“Combats avec Méduse”, d’Emmanuel Terray : Emmanuel Terray, anthropologue de combat

Impossible de ne pas aborder l’actualité quand on rencontre Emmanuel Terray. Nous évoquons d’emblée le Japon, la Libye et surtout la Côte d’Ivoire, où il a mené des recherches au début des années 1980. Quel rapport entre une catastrophe nucléaire et la crainte d’un afflux d’immigrés aux yeux d’un anthropologue africaniste ? Combats avec Méduse éclaire ces deux phénomènes d’un même constat : de même que les Grecs ne pouvaient regarder la tête de Méduse, même après l’avoir tranchée, sans être transformés en pierres, de même l’individualisme libéral ne peut voir en face la violence politique.

En 1996, Terray participa activement au collectif constitué autour des sans-papiers à l’église Saint-Bernard, partageant leur grève de la faim pour exiger la régularisation. Pour cet ancien syndicaliste, ami d’Etienne Balibard et d’Alain Badiou, c’était une nouvelle forme d’engagement, révélatrice de logiques sociales sous-jacentes. “Au début du mouvement des sans-papiers, se souvient-il, on invoquait surtout les droits de l’homme et la compassion à l’égard des exclus. De mon côté, je me suis demandé ce qu’étaient les sans-papiers dans la société française. Leur nombre est le même depuis trente ans, 400 000, et toujours dans les mêmes secteurs : BTP, hôtellerie-restauration, service à la personne, nettoyage, sécurité, etc. J’en ai déduit que les sans-papiers répondaient à une demande de travail dans les secteurs non-délocalisables : ils constituent une délocalisation sur place. La politique de non-régularisation a pour but de baisser les salaires en maintenant dans la peur ces travailleurs.”
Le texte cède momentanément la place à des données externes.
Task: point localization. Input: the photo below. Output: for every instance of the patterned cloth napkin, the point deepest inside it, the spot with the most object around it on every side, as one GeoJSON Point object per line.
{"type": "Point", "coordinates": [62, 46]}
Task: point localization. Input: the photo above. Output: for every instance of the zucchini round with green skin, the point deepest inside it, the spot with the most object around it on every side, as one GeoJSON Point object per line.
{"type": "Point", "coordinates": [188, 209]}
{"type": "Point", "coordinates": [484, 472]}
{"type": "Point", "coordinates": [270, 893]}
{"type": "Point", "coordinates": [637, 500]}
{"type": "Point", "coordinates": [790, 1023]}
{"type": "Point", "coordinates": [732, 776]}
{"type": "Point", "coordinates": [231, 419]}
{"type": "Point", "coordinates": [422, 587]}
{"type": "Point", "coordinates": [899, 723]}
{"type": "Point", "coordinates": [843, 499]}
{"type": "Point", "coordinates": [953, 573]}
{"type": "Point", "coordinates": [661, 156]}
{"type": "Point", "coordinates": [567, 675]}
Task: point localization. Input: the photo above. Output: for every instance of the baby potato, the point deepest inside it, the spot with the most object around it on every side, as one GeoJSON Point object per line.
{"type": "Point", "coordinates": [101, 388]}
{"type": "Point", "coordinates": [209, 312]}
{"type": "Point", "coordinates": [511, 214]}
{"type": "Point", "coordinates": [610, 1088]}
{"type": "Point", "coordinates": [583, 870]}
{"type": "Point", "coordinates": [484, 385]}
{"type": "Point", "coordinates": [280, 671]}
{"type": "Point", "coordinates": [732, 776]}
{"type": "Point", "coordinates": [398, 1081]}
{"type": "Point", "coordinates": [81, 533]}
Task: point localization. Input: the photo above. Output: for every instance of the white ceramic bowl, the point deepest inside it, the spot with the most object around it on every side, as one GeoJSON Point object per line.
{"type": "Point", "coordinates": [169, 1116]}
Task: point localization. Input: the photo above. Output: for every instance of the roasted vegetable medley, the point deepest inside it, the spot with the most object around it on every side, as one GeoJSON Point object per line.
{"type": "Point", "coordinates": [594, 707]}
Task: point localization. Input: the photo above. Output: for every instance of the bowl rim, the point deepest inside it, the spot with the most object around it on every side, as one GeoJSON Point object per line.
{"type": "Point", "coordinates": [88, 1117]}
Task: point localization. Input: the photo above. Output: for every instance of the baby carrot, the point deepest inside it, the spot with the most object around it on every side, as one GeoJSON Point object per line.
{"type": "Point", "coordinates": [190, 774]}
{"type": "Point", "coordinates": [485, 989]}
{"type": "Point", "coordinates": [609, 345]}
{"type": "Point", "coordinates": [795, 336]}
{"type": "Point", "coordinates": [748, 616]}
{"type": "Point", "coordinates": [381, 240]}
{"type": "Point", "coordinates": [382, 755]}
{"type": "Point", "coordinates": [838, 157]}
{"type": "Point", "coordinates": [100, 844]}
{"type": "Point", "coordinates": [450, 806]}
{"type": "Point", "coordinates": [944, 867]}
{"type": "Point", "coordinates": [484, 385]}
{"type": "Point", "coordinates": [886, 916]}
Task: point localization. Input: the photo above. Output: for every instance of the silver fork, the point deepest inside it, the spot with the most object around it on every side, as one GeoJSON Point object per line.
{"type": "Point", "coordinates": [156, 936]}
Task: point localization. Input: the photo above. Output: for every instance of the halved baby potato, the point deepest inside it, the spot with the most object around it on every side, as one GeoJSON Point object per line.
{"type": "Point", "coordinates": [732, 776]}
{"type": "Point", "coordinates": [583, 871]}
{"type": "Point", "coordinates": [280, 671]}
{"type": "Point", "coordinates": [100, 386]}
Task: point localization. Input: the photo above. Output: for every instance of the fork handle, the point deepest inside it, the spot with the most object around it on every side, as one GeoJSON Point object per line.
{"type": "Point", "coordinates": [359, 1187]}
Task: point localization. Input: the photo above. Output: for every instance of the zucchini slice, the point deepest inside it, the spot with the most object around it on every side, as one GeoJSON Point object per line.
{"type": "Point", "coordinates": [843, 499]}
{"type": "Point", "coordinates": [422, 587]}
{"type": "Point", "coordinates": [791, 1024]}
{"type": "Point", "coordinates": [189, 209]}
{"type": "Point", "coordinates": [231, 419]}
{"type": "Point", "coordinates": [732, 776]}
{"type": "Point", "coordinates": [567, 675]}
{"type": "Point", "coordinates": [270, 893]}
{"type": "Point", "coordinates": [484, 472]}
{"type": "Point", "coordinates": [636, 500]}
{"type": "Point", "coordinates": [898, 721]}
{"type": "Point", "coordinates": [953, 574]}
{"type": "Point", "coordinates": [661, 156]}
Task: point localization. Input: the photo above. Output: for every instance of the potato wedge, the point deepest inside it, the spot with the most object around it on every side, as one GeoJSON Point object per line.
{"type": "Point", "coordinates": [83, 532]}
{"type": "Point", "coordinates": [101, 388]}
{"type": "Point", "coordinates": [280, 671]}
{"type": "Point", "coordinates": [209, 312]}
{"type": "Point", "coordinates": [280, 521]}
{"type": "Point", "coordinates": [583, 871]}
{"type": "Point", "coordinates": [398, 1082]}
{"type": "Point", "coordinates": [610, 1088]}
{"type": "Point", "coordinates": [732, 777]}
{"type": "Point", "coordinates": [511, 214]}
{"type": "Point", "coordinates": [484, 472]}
Un texte intitulé “Nomades et sédentaires dans l’histoire, du Moyen Age à nos jours” reprend cette conclusion sur le temps long. Le capitalisme développe le pouvoir des nomades sur les sédentaires, parce qu’il pousse au maximum les forces de la rapidité, de la mobilité, de la résistance à la fatigue ; mais il s’accompagne de processus visant à reterritorialiser ces forces, dans des usines industrielles ou des systèmes de sécurité sociale. D’où la mauvaise foi des Etats capitalistes lorsqu’ils encouragent la main-d’oeuvre à circuler tout en limitant ses déplacements. Citant Toni Negri, mais aussi, sur l’autre bord, Mario Vargas Llosa, Terray souligne “la portée révolutionnaire des exigences portées par les migrants : elles reviennent à demander au capitalisme d’être fidèle à ses principes”.